I was robbed of the closure I had hoped for. To sit one last time, experience and touch what they felt was important enough to hang on to it.

Or this one.  I've told this one before of how we voted on how many heifers to keep back at Cody's suggestion.  I felt it was too many.  I agreed but stated if money got tight we could sell a few.  A short time passed and was berated  by Don on why I kept so many if I was only planning to sell them. I did not sell them. I had no plans. Just wanted an option and an agreement. 

How about the time Chris told me to go get my fathers rifles because they were given to my boys and Patti was trying to give them away.  Then I was accused of stealing them and Chris said he couldn't collaborate my story until I started to be nice.  I was not mean.  I was just not obedient to their commands. 

There are so many examples of my self caused consequences.  If you don't lock step behind them, you will be rode rough shod over.  And there is no one to blame but your self.

I don't understand if everything happening to me is self caused, by what law or act of nature can cause your siblings to fraudulently take your inheritance away.  Even if I was to yell at them every time we passed each other, or even maim or harm them, that does not give the other party the right to use fraudulent means against them.  Fraud is fraud, it has a motive and the motive is self justification, not justified.

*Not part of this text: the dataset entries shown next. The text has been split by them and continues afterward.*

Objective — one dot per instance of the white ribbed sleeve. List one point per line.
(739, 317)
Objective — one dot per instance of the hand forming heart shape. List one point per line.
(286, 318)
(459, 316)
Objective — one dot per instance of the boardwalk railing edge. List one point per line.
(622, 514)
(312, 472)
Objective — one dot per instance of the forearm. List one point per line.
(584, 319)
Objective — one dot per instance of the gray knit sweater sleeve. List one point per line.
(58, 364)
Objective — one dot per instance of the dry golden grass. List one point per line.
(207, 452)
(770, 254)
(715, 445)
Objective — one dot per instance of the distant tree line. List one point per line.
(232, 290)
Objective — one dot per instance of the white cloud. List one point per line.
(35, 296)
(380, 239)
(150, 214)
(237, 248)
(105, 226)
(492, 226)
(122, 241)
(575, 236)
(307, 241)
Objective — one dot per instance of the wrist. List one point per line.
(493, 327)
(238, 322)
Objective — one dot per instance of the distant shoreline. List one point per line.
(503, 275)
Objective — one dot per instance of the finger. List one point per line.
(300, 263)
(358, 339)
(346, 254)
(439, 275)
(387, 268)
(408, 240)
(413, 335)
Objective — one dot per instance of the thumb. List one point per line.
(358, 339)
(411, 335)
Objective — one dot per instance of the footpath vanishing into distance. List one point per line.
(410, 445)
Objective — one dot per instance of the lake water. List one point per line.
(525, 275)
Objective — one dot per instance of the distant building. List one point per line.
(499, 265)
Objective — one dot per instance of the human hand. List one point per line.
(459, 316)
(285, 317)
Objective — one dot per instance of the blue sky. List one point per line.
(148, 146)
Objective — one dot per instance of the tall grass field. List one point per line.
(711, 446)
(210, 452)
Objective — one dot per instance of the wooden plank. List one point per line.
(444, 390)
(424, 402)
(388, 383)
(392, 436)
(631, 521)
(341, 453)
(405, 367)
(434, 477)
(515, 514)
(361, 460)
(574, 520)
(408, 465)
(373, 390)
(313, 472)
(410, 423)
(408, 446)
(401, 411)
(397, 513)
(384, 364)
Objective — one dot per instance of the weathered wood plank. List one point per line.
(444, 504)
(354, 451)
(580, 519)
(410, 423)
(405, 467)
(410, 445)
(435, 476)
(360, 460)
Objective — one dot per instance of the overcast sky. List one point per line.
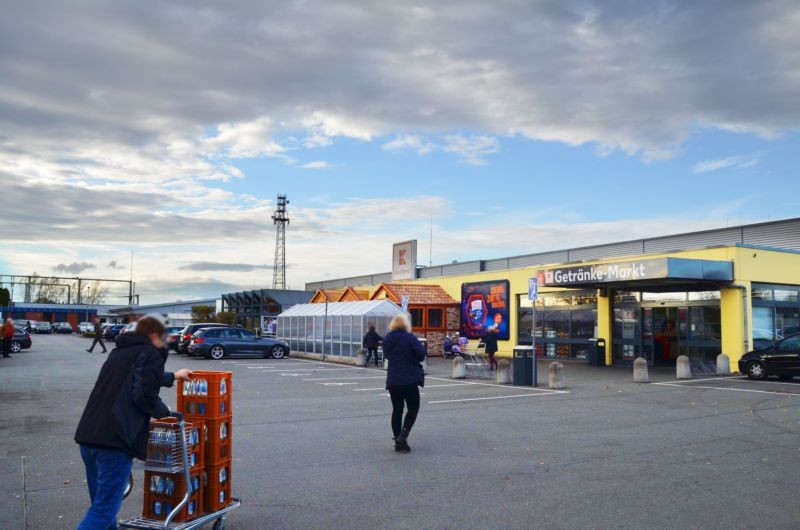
(167, 128)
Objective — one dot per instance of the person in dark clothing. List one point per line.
(98, 336)
(403, 378)
(113, 429)
(8, 334)
(490, 340)
(371, 342)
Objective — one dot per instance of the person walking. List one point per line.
(490, 340)
(371, 342)
(8, 334)
(403, 378)
(98, 335)
(113, 429)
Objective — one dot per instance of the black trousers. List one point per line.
(96, 340)
(372, 352)
(404, 396)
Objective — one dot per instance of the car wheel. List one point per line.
(216, 352)
(757, 370)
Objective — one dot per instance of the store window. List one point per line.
(436, 318)
(417, 317)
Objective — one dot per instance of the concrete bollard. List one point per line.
(640, 374)
(683, 368)
(459, 368)
(361, 358)
(556, 376)
(723, 364)
(503, 372)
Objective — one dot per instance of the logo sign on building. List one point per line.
(404, 260)
(604, 273)
(484, 304)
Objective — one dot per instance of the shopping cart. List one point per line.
(477, 362)
(176, 460)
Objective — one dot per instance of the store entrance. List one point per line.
(662, 326)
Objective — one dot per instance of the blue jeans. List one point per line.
(107, 473)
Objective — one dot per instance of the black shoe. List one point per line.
(401, 442)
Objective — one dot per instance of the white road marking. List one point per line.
(729, 389)
(349, 378)
(384, 388)
(499, 397)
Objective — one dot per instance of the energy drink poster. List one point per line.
(484, 304)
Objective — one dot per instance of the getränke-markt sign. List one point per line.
(605, 272)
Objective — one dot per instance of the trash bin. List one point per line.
(597, 352)
(522, 366)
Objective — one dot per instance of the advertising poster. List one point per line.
(484, 304)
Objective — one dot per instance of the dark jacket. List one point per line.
(490, 339)
(371, 340)
(125, 397)
(404, 353)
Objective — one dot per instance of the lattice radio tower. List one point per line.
(280, 218)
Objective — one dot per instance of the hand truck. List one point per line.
(180, 464)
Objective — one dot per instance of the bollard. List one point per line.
(459, 368)
(640, 374)
(503, 372)
(556, 376)
(723, 364)
(361, 358)
(683, 368)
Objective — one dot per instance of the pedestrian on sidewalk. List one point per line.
(490, 340)
(98, 335)
(8, 334)
(113, 429)
(371, 342)
(403, 378)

His line in the email about my parents, I don't know if he meant crying or cringing but to state "if they are allowed",  I have two questions, has he lost faith that those who have passed on don't watch what we do to each other?  Wait to help us?  Or has he convinced himself they don't so he can put distance between him, his acts, and his parents taking notice.

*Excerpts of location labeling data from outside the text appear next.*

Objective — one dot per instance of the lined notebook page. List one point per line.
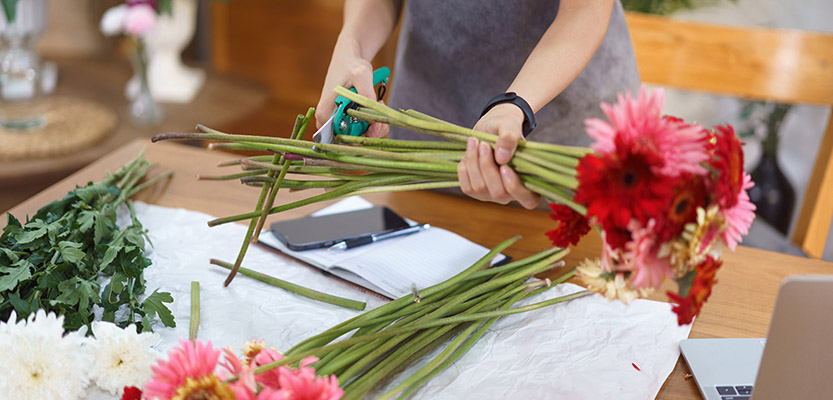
(425, 259)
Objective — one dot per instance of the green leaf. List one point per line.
(21, 306)
(78, 291)
(117, 282)
(90, 192)
(10, 255)
(71, 251)
(103, 228)
(15, 275)
(86, 219)
(109, 255)
(154, 304)
(34, 231)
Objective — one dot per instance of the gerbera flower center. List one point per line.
(205, 388)
(629, 178)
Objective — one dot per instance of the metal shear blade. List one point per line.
(324, 134)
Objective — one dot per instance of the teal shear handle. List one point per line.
(344, 124)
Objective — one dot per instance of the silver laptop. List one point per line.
(794, 362)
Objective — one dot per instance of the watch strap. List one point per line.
(512, 97)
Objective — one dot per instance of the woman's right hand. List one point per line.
(348, 69)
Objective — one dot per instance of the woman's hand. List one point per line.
(483, 174)
(347, 69)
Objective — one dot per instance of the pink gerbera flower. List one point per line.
(647, 270)
(189, 369)
(302, 384)
(739, 217)
(639, 123)
(270, 378)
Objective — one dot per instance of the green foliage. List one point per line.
(71, 256)
(664, 7)
(10, 9)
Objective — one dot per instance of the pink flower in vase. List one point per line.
(188, 370)
(639, 123)
(139, 19)
(739, 217)
(647, 270)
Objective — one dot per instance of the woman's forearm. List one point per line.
(369, 23)
(563, 51)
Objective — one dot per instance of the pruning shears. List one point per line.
(340, 123)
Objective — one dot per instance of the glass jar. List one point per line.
(21, 104)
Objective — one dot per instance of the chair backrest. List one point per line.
(786, 66)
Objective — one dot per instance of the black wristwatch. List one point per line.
(511, 97)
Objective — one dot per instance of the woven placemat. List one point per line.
(71, 125)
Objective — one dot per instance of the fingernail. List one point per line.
(503, 155)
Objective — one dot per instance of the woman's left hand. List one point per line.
(483, 174)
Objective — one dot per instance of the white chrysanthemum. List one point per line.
(38, 362)
(122, 356)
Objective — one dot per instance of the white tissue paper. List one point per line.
(584, 349)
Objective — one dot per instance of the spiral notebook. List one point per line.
(391, 268)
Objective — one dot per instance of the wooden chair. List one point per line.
(785, 66)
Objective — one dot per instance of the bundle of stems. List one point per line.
(368, 350)
(388, 339)
(362, 165)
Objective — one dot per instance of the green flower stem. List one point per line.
(549, 175)
(436, 125)
(251, 230)
(446, 358)
(336, 164)
(370, 351)
(556, 158)
(410, 187)
(294, 184)
(361, 386)
(494, 284)
(301, 123)
(225, 137)
(415, 327)
(297, 289)
(396, 305)
(343, 191)
(544, 163)
(400, 144)
(236, 146)
(231, 177)
(195, 310)
(364, 151)
(427, 336)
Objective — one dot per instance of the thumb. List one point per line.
(506, 144)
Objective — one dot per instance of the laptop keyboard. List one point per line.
(734, 392)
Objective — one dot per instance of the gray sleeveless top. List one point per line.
(455, 55)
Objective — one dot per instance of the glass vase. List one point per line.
(144, 110)
(21, 103)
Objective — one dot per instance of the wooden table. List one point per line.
(740, 305)
(222, 100)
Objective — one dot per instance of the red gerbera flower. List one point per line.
(689, 193)
(571, 226)
(620, 186)
(689, 303)
(131, 393)
(728, 164)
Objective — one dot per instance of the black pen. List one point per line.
(373, 238)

I don't understand how a person can spend so much energy tearing down the spouse of another in the eyes of the one who is married to them. Why that same energy is't used to find some good in someone that is now part of your family.  I have been told before that I could come back to the ranch but Tom needs to wait three years and they would revisit the matter.  I have been told to divorce him also. They will not speak to Tom.  They just keep after me.  I have begged for a mediator.  I truly have nothing in my conduct that is dishonest or malicious toward them.  There will always be misunderstandings, but to not allow a third party to sit in, is fear.

The other day I looked up the word Cad as I bounced around watering my cattle.  That is my time when I really get to relax and think.  I remember it being used in old movies and such.  Most sites agreed  on this meaning: a man who behaves dishonorable, especially toward women. Some had a bit more to say.
I decided that name works perfect for my situation, Cody Anthony Don Steve.  These have been pure cads toward me.

The old adage of birds of a feather flock together is very true when it comes to narcissist.  They really do get along.  Even prefer each other over us nonconformist. 

I think one of the saddest things that has come out of all this isn't that I have to fight to retain my inheritance, that is a given with the history of all the previous generations.  The saddest is how my Uncle Cap and my Uncle John's families to win this fraud engrossed range war have left out all the other children or grandchildren in their families so only Cody and Don inherit the deeded land and grazing rights.  
It is a tangled mess that our lawyers are having to undo but some how Steve looks on paper that he too owns my dads whole seventh. 

If it walks like fraud and sounds like fraud believe me it shits like fraud.